Liyuan Cao
Bejoy Shah
Jun Xie

Faculty Advisors:

Cristian Homescu


This research introduces a new method for improving how investment portfolios are put together, using network and clustering techniques. The goal is to create portfolios that are more diverse and perform better in terms of risk and return, compared to traditional methods. The paper tests two clustering algorithms (K-means and hierarchical clustering) and two network algorithms (Louvain method and minimum spanning tree) for selecting assets. It also examines how these algorithms work with three different ways of distributing investment weights: equal-weighted, mean-variance, and hierarchical risk parity (HRP). The findings indicate that these new methods can make portfolios more varied, which leads to better performance when considering both risk and return.


1) Network-Based Asset Selection
1.1) Louvain Community Detection
This method uses the Louvain algorithm, known for identifying communities in large networks. It's applied here to find groups of assets with similar risk and return profiles in financial markets. By analyzing assets' correlations, the algorithm divides them into communities with high similarity within a group and low similarity between groups. Choosing one asset from each community creates a diversified portfolio, reducing risk while maintaining exposure to varied returns.

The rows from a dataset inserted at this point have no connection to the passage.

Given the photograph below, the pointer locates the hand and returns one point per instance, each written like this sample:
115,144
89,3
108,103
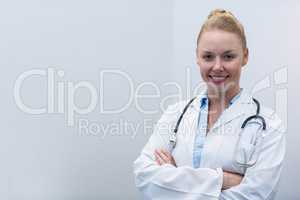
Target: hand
231,179
164,157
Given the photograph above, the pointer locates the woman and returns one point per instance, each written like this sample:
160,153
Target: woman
214,158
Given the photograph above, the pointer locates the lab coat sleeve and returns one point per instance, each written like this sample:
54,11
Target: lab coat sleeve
170,182
260,181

Fig 1. A visualization of Louvain community detection for assets picking process of 2022

1.2) Minimum Spanning Tree (MST) Method
MST is a graph-based technique used to analyze financial markets. It constructs a tree connecting all data points (assets) with the minimum overall correlation, helping to identify relationships and clusters of assets based on their similarities. This method has been used to study stock correlations and build optimal portfolios. By showing how stocks are interconnected, MST allows for the creation of portfolios that are diversified across different market segments, balancing risk and market exposure.

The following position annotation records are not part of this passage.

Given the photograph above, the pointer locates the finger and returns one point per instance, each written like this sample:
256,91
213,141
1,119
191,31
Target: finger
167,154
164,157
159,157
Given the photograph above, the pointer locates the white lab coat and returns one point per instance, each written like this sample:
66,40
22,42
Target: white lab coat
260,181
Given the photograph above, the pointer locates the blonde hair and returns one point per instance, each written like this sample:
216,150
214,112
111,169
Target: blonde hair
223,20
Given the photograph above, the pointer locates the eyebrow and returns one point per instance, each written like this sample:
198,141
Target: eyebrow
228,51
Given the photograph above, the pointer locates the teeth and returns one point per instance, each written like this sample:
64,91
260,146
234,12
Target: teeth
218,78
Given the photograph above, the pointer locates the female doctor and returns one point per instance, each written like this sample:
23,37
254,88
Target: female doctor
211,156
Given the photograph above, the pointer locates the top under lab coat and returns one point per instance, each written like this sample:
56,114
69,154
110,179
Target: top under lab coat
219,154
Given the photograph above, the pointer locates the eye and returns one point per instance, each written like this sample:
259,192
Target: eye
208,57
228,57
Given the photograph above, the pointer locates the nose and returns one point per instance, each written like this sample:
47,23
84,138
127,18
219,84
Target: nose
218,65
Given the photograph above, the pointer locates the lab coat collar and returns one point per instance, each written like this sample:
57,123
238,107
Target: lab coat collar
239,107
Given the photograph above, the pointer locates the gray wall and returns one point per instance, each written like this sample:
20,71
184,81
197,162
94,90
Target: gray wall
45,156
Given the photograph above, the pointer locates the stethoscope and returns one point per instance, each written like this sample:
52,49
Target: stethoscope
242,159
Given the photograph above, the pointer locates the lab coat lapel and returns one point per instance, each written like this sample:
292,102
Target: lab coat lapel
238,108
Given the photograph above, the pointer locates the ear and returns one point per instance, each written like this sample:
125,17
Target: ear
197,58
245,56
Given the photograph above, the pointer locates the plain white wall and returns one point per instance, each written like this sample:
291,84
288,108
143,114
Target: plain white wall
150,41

2) Clustering-Based Asset Selection
2.1) K-Means Clustering Method
This widely-used technique groups data points (in this case, assets) based on their proximity to the cluster's center, or centroid. It's effective in identifying assets with similar risk and return characteristics. By selecting a representative asset from each cluster, portfolios can be diversified, balancing risk and return. This method has been applied in financial areas like portfolio optimization and asset allocation, where stocks are grouped based on returns and then used to construct diversified portfolios.

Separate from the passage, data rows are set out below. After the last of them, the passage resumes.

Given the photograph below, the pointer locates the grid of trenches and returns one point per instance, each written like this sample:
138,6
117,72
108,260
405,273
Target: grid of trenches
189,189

Fig 2. Visualization of Representation of K-means Clustering

2.2) Hierarchical Clustering Method
This technique builds a hierarchy of clusters based on the similarity or dissimilarity between data points. It's useful for identifying groups of assets with similar risk and return characteristics. The hierarchical clustering method has been employed in various financial analyses, including stock correlation analysis and constructing minimum spanning trees to show financial market structures. By choosing representative assets from each cluster, this method helps create a well-diversified portfolio that balances risk reduction with exposure to different returns, leading to more efficient portfolio management.

3) Weight allocation methods
3.1) Equal-Weighted Method: This is the simplest approach where each asset in the portfolio is given the same weight. It's easy to implement and ensures diversification by avoiding over-concentration in any single asset. However, it does not consider the unique risk-return characteristics of each asset.

3.2) Mean-Variance Optimization: Introduced by Markowitz in 1952, this more complex method aims to optimize the portfolio by minimizing variance while targeting a specific expected return. It considers both the expected returns and the covariance matrix of asset returns, leading to a more efficient risk-adjusted allocation. However, this method can be sensitive to estimation errors in its inputs, potentially leading to unstable or concentrated portfolios.

3.3) Hierarchical Risk Parity (HRP): Proposed by López de Prado in 2016, HRP focuses on the hierarchical structure of assets. It uses hierarchical clustering to group assets by risk characteristics and then applies inverse-variance allocation within each group. This method seeks to address estimation errors and concentration risks found in mean-variance optimization, while still maintaining diversification. HRP is known for providing more robust and stable portfolio allocations by considering the hierarchical relationships among assets.


In the research, 105 ETFs from 11 sectors of the U.S. stock market were analyzed using daily data from 2008 to 2022 to study portfolio diversification.

1) Asset selection algorithms
1.1) Louvain Community Detection Asset Selection
The Louvain community detection algorithm was used for asset selection, focusing on the correlation structure of assets within a yearly sliding window. This method involved adjusting threshold and resolution parameters to balance diversification and exposure to a range of assets. The sensitivity analysis of these parameters was crucial in optimizing the algorithm, as demonstrated by visualizations showing the impact on the number of clusters and unique assets selected. This approach allowed for the creation of diversified portfolios by choosing representative assets with high intra-group correlation and low inter-group correlation, enhancing risk management and portfolio performance.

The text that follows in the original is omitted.